You can use my test (it is from MichaelW written in plain MASM32).
So, you can change what you want in it end recompile it again with makeit.bat.  :thumbsup:
Title: Re: Faster Memcopy ...
Post by: guga on August 21, 2023, 06:45:25 AM
Quote from: lingo on August 21, 2023, 06:34:07 AMThank you Guga, :biggrin:

You can use my test (it is from MichaelW written in plain MASM32).
So, you can change what you want in it end recompile it again with makeit.bat.  :thumbsup:

Tks, lingo. I´ll give a try later. These functions are good when we build it to work in many scenarios as possible. That´s why i tested for aligned/unaligned strings and also when we have other data before or after the string (As when a string belongs to another structure or chain of data etc etc).

I'm currently working on a way to speed up (and build) functions to change the case of strings. JJ is helping on this. It's a bit harder then i expected, but i managed to make it work (for non latin chars or unicode strings, at the moment). Later i´ll see how to optimize it and then will come back for more tests on strlen and strlenW.

It´s way of my head why M$ didn´t ever do something like that focused in speed. When analyzing some of the Apis inside msvcrt they are a true mess.
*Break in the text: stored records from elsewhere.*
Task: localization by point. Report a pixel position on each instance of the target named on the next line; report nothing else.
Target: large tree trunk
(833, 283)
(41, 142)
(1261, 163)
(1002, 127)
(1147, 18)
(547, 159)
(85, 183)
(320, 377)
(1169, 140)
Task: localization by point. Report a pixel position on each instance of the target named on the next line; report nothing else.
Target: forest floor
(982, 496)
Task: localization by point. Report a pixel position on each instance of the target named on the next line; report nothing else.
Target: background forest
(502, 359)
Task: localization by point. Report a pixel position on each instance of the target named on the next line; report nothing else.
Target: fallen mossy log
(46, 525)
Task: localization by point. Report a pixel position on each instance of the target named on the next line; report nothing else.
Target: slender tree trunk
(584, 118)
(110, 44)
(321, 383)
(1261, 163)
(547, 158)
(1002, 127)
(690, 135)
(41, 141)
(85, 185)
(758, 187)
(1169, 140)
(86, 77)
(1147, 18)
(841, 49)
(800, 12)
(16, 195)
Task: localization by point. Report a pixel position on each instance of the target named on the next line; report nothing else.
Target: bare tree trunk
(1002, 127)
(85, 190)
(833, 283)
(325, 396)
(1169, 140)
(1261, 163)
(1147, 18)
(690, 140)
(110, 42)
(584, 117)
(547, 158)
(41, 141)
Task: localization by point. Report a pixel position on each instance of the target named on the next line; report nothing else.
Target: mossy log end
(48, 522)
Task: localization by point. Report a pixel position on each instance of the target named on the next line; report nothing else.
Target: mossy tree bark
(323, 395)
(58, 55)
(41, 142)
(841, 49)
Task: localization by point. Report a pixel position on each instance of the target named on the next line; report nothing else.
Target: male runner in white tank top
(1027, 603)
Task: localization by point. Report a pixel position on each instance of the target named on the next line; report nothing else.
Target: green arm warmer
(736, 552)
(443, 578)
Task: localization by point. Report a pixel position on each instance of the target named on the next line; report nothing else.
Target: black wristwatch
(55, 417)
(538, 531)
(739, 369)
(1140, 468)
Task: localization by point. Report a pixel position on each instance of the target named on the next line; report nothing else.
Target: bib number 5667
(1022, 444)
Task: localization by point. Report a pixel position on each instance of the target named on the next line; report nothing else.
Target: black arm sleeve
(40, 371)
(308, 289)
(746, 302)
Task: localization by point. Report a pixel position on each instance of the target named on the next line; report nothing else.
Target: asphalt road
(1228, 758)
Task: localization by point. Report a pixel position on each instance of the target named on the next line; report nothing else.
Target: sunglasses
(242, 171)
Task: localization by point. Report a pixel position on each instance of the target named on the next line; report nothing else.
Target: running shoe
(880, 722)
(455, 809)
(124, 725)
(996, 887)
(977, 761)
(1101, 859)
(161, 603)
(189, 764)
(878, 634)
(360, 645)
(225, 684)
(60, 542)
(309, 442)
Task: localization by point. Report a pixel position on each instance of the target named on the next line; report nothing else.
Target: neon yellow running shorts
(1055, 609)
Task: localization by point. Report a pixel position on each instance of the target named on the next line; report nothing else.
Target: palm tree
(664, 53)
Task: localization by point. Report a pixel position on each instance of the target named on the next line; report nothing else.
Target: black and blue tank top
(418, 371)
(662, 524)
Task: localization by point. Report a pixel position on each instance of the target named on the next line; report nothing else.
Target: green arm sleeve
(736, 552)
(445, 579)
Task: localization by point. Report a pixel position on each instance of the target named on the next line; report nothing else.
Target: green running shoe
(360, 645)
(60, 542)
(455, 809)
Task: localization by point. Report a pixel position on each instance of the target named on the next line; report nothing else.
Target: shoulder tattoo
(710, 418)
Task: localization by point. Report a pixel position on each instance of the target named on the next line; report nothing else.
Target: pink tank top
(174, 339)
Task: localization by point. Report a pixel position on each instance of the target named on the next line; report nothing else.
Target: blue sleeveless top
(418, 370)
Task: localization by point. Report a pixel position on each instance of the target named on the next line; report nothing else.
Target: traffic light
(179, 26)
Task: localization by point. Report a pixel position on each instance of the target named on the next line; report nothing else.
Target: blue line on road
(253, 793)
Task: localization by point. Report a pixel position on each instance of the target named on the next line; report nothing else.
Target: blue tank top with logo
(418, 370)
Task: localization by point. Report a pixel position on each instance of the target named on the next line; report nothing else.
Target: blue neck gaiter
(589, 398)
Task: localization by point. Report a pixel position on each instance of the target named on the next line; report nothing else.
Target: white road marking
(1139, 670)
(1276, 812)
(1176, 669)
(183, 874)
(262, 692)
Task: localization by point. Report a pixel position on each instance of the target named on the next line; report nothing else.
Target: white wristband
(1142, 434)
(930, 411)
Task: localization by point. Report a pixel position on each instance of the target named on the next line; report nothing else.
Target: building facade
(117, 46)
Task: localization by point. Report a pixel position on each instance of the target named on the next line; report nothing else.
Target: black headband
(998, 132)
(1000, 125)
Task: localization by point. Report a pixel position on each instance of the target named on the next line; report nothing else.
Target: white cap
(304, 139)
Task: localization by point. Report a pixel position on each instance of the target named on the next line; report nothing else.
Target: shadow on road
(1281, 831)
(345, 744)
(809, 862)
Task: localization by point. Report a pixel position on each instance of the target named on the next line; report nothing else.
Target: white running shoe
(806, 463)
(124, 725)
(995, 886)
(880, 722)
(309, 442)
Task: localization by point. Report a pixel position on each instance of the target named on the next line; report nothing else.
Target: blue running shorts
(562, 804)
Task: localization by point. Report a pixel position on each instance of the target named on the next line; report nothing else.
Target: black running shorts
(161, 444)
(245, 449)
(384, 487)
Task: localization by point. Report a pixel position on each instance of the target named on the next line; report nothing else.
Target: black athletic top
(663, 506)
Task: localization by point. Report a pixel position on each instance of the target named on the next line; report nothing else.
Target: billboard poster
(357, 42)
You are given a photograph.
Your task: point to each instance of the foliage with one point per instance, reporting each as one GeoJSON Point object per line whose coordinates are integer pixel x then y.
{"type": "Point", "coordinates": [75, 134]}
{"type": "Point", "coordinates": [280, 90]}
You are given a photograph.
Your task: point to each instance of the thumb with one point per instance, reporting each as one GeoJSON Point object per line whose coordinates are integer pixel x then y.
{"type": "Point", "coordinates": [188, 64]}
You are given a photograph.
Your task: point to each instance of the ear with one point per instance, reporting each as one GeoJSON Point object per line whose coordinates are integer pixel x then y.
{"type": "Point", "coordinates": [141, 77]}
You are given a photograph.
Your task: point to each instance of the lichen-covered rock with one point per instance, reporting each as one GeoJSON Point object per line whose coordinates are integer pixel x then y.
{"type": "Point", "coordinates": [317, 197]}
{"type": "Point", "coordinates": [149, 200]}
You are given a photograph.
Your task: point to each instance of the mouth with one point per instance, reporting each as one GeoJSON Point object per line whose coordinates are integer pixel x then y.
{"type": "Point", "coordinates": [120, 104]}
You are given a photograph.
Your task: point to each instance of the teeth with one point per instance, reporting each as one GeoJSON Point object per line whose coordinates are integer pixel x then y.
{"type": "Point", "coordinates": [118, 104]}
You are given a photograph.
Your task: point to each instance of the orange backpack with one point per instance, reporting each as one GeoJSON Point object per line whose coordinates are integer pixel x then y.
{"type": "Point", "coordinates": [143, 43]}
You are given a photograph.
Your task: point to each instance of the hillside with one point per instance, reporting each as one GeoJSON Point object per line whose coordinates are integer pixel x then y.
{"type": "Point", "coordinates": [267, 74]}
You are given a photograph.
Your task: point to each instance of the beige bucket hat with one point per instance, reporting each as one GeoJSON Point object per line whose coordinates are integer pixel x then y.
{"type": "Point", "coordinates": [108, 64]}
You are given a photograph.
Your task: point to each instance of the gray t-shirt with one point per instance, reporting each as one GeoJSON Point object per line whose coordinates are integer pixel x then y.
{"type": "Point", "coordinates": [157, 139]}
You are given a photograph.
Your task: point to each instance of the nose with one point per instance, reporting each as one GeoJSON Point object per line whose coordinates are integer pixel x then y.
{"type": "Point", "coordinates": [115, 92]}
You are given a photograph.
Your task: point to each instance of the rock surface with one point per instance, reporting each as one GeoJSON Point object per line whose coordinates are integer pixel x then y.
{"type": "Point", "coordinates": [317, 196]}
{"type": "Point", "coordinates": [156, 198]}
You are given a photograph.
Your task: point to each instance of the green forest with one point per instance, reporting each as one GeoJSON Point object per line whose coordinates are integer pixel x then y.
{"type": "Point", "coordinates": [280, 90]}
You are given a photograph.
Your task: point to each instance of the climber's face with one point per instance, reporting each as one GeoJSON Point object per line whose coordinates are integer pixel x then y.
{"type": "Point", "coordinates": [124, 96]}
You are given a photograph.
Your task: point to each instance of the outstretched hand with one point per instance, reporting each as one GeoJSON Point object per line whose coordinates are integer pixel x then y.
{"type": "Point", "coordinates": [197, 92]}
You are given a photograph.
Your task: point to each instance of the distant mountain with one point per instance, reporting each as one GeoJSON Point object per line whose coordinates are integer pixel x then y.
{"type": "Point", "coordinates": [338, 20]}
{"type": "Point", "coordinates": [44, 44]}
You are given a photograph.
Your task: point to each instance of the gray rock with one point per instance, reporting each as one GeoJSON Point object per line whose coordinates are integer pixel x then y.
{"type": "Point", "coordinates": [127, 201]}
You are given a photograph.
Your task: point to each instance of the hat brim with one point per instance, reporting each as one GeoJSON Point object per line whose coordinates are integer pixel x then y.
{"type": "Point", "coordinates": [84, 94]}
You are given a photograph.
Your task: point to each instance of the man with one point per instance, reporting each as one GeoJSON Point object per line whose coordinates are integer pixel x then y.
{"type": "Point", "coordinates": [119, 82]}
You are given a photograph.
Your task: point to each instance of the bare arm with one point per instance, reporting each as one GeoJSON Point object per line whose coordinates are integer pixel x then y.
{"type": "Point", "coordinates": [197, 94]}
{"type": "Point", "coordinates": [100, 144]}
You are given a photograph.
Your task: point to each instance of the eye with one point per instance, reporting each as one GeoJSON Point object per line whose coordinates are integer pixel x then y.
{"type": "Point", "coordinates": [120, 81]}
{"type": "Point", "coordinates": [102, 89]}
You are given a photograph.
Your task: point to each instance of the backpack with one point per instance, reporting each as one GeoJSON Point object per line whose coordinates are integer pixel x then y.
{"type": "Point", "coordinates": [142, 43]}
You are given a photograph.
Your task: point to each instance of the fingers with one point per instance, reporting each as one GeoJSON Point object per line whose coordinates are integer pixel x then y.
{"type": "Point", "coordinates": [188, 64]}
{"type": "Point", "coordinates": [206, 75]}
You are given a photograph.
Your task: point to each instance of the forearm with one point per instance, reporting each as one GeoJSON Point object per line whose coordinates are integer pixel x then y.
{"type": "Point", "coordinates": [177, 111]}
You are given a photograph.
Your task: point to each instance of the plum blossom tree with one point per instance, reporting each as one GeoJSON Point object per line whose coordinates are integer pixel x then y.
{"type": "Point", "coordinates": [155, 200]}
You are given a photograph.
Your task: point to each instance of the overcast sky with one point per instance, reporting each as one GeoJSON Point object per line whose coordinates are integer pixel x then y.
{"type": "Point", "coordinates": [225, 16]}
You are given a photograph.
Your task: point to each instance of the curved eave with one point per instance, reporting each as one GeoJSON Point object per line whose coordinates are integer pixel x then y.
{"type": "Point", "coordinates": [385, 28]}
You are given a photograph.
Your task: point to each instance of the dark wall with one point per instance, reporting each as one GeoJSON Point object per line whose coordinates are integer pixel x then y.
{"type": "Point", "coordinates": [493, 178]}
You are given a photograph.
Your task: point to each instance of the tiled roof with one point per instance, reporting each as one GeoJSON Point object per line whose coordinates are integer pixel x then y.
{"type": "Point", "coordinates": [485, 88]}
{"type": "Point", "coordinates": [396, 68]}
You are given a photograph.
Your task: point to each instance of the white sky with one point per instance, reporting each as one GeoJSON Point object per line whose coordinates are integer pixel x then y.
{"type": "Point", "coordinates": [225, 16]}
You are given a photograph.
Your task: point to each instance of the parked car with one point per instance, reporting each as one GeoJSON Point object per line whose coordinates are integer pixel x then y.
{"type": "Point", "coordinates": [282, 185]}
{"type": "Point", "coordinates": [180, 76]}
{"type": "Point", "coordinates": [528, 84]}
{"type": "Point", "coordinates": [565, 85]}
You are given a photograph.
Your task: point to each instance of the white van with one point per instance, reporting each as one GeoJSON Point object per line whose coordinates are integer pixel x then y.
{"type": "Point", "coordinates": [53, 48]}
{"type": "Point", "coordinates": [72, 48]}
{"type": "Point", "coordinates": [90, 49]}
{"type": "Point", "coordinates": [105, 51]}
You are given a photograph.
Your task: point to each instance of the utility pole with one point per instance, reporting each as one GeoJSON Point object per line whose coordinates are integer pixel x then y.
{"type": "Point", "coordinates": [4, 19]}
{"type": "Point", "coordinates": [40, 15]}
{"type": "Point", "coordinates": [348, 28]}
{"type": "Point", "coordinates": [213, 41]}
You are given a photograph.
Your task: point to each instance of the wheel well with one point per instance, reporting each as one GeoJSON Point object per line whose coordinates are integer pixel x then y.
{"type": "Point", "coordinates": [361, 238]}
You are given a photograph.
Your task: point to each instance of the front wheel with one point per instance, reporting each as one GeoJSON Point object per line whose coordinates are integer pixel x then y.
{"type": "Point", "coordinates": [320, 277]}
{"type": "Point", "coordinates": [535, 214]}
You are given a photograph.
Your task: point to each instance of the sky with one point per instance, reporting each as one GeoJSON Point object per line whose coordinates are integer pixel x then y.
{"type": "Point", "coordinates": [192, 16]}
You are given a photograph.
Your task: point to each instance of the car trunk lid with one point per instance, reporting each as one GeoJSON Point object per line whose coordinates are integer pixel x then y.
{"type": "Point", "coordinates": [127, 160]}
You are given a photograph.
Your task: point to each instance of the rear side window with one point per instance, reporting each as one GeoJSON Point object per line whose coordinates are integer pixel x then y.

For example, even their libm_sse2_log_precise function that was supposed to be accurate and faster, is slower then the ones we build here. :dazzled:
Title: Re: Faster Memcopy ...
Post by: jj2007 on August 21, 2023, 07:43:31 AM
Quote from: lingo on August 21, 2023, 05:00:49 AMSpeed Differences:
1987/2702*100=73.5%
1997/2698*100=74%
1986/2704*100=73.4%
1986/2704*100=73.4%

Your algo is 26.5% faster: 1-1987/2702=26.5%

"Don't Teach Father How To Make Babies!" is far below your intellectual level, stop it.